Vision Language Models (VLMs) have undergone a rapid evolution, giving rise to significant advancements in the realm of multimodal understanding tasks. However, the majority of these models are trained and evaluated on English-centric datasets, leaving a gap in the development and evaluation of VLMs for other languages, such as Japanese. This gap can be attributed to the lack of methodologies for constructing VLMs and the absence of benchmarks to accurately measure their performance. To address this issue, we introduce a novel benchmark, Japanese Heron-Bench, for evaluating Japanese capabilities of VLMs. The Japanese Heron-Bench consists of a variety of imagequestion answer pairs tailored to the Japanese context. Additionally, we present a baseline Japanese VLM that has been trained with Japanese visual instruction tuning datasets. Our Heron-Bench reveals the strengths and limitations of the proposed VLM across various ability dimensions. Furthermore, we clarify the capability gap between strong closed models like GPT-4V and the baseline model, providing valuable insights for future research in this domain. We release the benchmark dataset and training code to facilitate further developments in Japanese VLM research.
Paper Structure (19 sections, 5 figures, 5 tables)

This paper contains 19 sections, 5 figures, 5 tables.

Figures (5)

  • Figure 1: Comparison of evaluation results using the Japanese-translated LLaVA Bench (In the Wild) and the Japanese Heron-Bench.

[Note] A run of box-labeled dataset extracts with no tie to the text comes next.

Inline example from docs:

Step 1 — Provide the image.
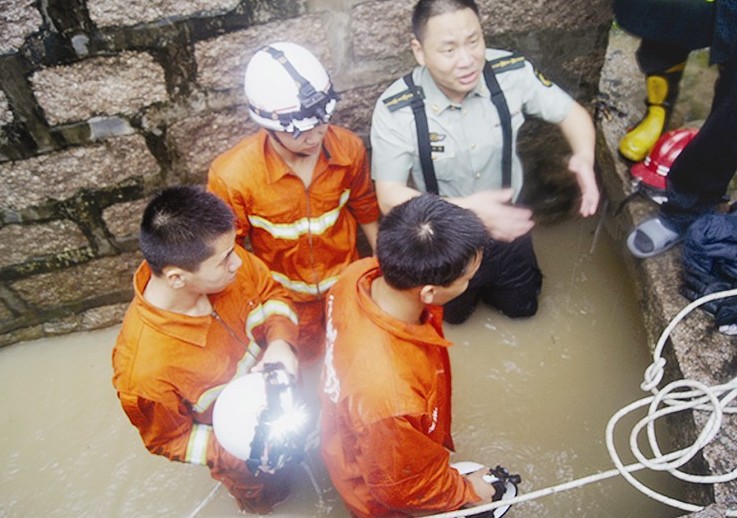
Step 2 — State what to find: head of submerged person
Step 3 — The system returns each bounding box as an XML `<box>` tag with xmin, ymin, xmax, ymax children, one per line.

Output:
<box><xmin>376</xmin><ymin>194</ymin><xmax>488</xmax><ymax>305</ymax></box>
<box><xmin>412</xmin><ymin>0</ymin><xmax>486</xmax><ymax>103</ymax></box>
<box><xmin>139</xmin><ymin>186</ymin><xmax>243</xmax><ymax>294</ymax></box>
<box><xmin>244</xmin><ymin>42</ymin><xmax>338</xmax><ymax>157</ymax></box>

  • Figure 2: Overview of collected images for evaluation per subcategory and scoring process. The dataset consists of seven categories relevant to the Japanese context. The GPT-4 API is used to evaluate and score the answers provided by both the VLMs and GPT-4. The context works as a reference for scoring the answers.

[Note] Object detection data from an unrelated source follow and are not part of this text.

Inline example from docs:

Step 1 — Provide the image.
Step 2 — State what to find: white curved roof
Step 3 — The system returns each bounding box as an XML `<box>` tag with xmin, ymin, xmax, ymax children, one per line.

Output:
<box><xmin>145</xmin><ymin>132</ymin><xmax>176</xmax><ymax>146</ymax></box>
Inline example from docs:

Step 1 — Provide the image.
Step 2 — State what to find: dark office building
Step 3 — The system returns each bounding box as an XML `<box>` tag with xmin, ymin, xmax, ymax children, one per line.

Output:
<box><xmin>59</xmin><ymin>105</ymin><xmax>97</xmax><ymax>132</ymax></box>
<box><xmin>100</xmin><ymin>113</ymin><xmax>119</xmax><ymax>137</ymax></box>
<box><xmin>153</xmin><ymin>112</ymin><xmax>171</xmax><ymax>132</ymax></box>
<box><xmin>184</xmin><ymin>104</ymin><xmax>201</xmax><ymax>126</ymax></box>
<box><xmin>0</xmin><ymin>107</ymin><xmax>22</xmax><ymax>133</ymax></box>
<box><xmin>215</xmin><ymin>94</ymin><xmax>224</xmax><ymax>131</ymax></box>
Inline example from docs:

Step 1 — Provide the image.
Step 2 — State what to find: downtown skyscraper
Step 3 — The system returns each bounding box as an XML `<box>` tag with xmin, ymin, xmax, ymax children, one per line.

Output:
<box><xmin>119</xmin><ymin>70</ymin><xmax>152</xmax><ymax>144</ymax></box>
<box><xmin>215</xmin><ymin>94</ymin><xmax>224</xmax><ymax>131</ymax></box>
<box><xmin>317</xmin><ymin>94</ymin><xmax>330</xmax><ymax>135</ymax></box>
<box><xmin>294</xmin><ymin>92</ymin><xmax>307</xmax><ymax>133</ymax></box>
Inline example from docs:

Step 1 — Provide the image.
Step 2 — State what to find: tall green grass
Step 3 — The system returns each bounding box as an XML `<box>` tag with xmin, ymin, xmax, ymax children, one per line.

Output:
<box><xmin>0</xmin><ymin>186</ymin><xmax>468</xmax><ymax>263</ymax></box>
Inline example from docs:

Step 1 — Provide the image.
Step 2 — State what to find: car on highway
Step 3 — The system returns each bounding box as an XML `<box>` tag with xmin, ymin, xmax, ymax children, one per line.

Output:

  • Figure 3: Comparison of scores of GPT-4V (closed model), Heron GIT (Japanese VLM), and LLaVA-1.6 (English VLM) across subcategories. Box plots display raw scores of each model.
  • Figure 4: Comparison of scores for representative questions in each category. Raw scores of GPT-4V, Heron GIT, and LLaVA-1.6 for three representative questions from each category are shown.
  • Figure 5: Variability in scores across five GPT-4 API calls for each model. Bars represent average scores. Individual scores are also shown. Multiple evaluations can provide more accurate results when average scores between models are close.